According to The Colorado Sun, the new senate District 6 will be among the most competitive in the state. Democrats would have just a 0.5 percentage point advantage based on number of active registered voters.

Meet Sen. Simpson

Simpson was born in Alamosa and studied at Colorado School of Mines. He is a fourth generation farmer and rancher, though he spent much of his professional career working in surface coal mining in Texas and Australia.

If the Colorado Independent Legislative Redistricting Committee’s new state Senate map is approved by the Colorado Supreme Court, Cleave Simpson of Alamosa will replace Don Coram as the state senator for District 6.

Since 2016, Simpson has been the general manager for the Rio Grande Water Conservation District, which covers the San Luis Valley. He has also served on the Rio Grande Basin Roundtable and represented the roundtable at the Colorado Water Conservation Board’s Interbasin Compact Committee.

“That exposed me to some statewide water issues over the years,” Simpson said.

Water and agriculture are a focal point for Simpson.

In a September 2020 video on his campaign Facebook page, Simpson said, “I have grave concerns about the Front Range siphoning valuable resources away from rural and southern Colorado. As your state senator, I will protect these resources and fight against the one-size fits all approach.

“A lot of what motivated me (to run) was how this state deals with water over the next decade or so. It just has the potential to fundamentally change Colorado,” Simpson said.
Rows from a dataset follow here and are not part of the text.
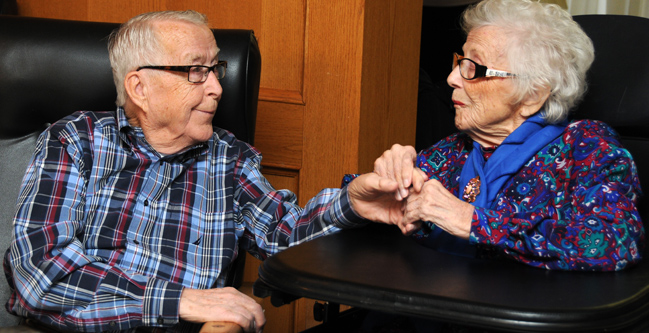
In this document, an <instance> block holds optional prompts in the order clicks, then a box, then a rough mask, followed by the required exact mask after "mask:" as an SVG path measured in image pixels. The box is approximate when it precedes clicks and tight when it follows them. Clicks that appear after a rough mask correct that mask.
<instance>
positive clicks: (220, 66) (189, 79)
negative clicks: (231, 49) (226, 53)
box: [137, 60, 228, 83]
mask: <svg viewBox="0 0 649 333" xmlns="http://www.w3.org/2000/svg"><path fill="white" fill-rule="evenodd" d="M227 67H228V62H227V61H225V60H221V61H219V62H217V63H216V65H214V66H211V67H210V66H200V65H195V66H140V67H138V69H137V70H138V71H139V70H140V69H159V70H165V71H174V72H184V73H187V81H189V82H191V83H203V82H205V80H207V76H208V75H210V72H214V75H216V79H217V80H220V79H222V78H223V77H225V69H226V68H227Z"/></svg>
When asked how he plans to balance water for agriculture and ongoing growth in Durango, Simpson said he would defer to the Southwest Basin Roundtable, which brings stakeholders together to work through the water needs of the region.

“Municipalities want to grow, too, but grow smart and grow in cooperation with the ag communities that support them,” he said. “Add in the environmental and the recreational components of those discussions, as well, and I think that’s the unique opportunity that the roundtable provides.”
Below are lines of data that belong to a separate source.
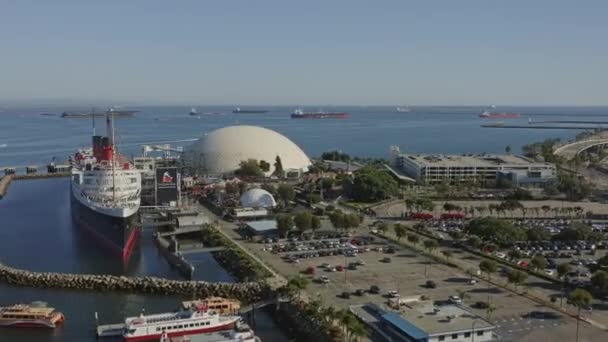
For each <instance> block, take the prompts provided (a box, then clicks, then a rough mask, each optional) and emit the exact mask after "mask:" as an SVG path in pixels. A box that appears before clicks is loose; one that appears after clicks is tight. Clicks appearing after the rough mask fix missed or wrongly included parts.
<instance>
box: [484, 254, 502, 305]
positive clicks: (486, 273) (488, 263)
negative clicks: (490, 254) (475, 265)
mask: <svg viewBox="0 0 608 342" xmlns="http://www.w3.org/2000/svg"><path fill="white" fill-rule="evenodd" d="M479 270H480V271H482V272H484V273H485V274H487V275H488V305H489V304H490V285H491V283H490V282H491V281H492V274H494V273H496V271H498V264H496V261H494V260H483V261H482V262H480V263H479Z"/></svg>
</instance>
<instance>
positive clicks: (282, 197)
mask: <svg viewBox="0 0 608 342" xmlns="http://www.w3.org/2000/svg"><path fill="white" fill-rule="evenodd" d="M277 194H278V195H279V198H280V199H281V200H282V201H283V203H284V205H285V207H288V206H289V202H290V201H293V199H294V198H295V197H296V193H295V191H293V187H292V186H291V185H289V184H285V183H283V184H280V185H279V187H278V188H277Z"/></svg>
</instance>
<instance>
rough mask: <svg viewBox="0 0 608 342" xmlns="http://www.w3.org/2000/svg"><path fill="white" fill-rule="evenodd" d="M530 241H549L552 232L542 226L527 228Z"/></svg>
mask: <svg viewBox="0 0 608 342" xmlns="http://www.w3.org/2000/svg"><path fill="white" fill-rule="evenodd" d="M526 237H527V238H528V241H547V240H551V234H550V233H549V232H548V231H546V230H545V229H544V228H541V227H534V228H530V229H528V230H526Z"/></svg>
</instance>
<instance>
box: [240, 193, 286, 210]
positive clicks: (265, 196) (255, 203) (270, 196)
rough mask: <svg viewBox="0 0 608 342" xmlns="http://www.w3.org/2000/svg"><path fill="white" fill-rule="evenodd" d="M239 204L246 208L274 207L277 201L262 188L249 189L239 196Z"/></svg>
mask: <svg viewBox="0 0 608 342" xmlns="http://www.w3.org/2000/svg"><path fill="white" fill-rule="evenodd" d="M240 202H241V206H242V207H246V208H274V207H275V206H276V205H277V202H276V201H275V200H274V197H272V195H271V194H270V193H269V192H268V191H266V190H264V189H250V190H247V191H245V193H244V194H243V195H242V196H241V200H240Z"/></svg>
Simpson also pointed to education as one of his legislative priorities.

He was a member of the board of trustees for Adams State University in Alamosa, acting as chairman of the board for a few years.

“Higher ed is one of the things that I certainly value, and I know what these rural institutions mean for our rural economies,” Simpson said.

“It’d be really a privilege and an honor to represent (Fort Lewis College) at the Capitol,” Simpson said.

For the 2021-22 legislative session, Simpson was assigned to the State, Veterans & Military Affairs and Health & Human Services committees. Simpson said that his experience on the Health & Human Services Committee has made public health another one of his priorities.

“I have really tried to invest time and resources and effort into understanding health issues across rural Colorado,” Simpson said. “The counties I represent now are disproportionately affected by behavioral health issues, suicide, death by overdose and impacts from opioids. All that stuff is disproportionately higher in rural Colorado, in the San Luis Valley and down the Arkansas Valley.”

Simpson said the new District 6 would share many similarities with his current district.

However, Simpson did note that he lacks experience working with Indigenous communities. Simpson said he hopes to engage with Native American communities in Southwest Colorado to learn about the challenges they face.

He said he wants to wait for the new state Senate map to be approved before he begins to meet with communities in the region. The challenge, he said, will be to represent his current district while making inroads with District 6 next year.

“I think I’ve built a reputation in the first session of being pretty open-minded,” Simpson said. “I’m a lifelong Republican, I'm conservative, but I think we all want the same thing in the end. We probably all have a little bit different path of how we get there to build solid communities and safe communities where people are happy and can thrive and prosper.”

Simpson said he hasn’t been to Durango since before the coronavirus pandemic. But his favorite memory was a float trip he took with his family on the Animas River.